In case you missed the commotion surrounding Trey Parker and Matt Stone's irreverent cartoon, South Park follows the antics of a group of scantily-drawn school children in snowy Colorado where modern sensitivities such as race, religion and gender have yet to land. The sadistic idiosyncrasies of eight-year-olds are searingly documented while the in-jokes include the regular killing of Kenny. South Park falls short of the acutely-observed satire of The Simpsons, and if you've seen one, you've seen them all, but this second series is still more than worthy of your attention.

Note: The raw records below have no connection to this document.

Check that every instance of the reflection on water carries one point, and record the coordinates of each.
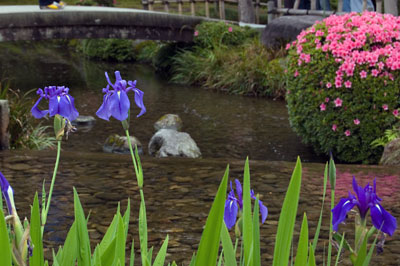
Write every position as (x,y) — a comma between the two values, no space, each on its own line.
(222,125)
(178,198)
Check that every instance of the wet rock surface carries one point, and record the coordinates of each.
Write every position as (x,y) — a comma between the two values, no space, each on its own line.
(119,144)
(169,121)
(391,153)
(169,142)
(179,193)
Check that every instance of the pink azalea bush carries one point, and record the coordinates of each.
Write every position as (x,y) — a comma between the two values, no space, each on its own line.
(343,83)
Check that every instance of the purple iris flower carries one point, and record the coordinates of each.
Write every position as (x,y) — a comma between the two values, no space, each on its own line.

Lock, Stock and Two Smoking Barrels (18) CIC, retail HHHH

Despite its cumbersome title, writer/director Guy Ritchie's portrayal of low-life east London is by turns frightening and funny. Nick Moran plays a hustler whose attempt to outwit crime boss Harry the Hatchet goes seriously awry. He and his chums must raise a lot of money or else Harry will start removing their fingers. An intricately plotted farce takes shape involving a pair of antique shotguns, some Oxbridge drug dealers and an evil hardman Big Chris (Vinnie Jones). The script brims with rib- tickling one-liners and witty slang, though east Londoners might bristle at the cliches.

Best Laid Plans (15)

Fox Pathe, rental HHHH

Mike Barker's skewed thriller sees Alessandro Nivola's garbage man, Nick, falling for Lissa (Reese Witherspoon), an altruistic vet's assistant. When Nick gets involved in a disastrous heist that leaves him at the mercy of a violent extortionist, Lissa comes up with an extraordinary plan in order to raise some cash. The story is rather clumsily told through a series of flashbacks but Witherspoon and Nivola are a charismatic couple and their love story proves just as compelling as their fearful predicament. Some nimble plot twists in the final scenes make Best Laid Plans a cut above the average thriller.

The Prince of Egypt (U)

Dreamworks, rental HHH

No one could accuse DreamWorks of lacking ambition. First they take on Disney's A Bug's Life with Antz; now they have adapted the story of Moses, another slap in the face for Disney and their fairytales. The animators have strived to avoid Disney's doe-eyes - some characters could have been lifted from a Japanese Manga comic - and the feature is surprisingly humourless. Steve Martin's court magician is underused and the songs are as po-faced as any Disney feature. But there are some awesome scenes, particularly the parting of the Red Sea. Not a patch on Charlton Heston, mind you.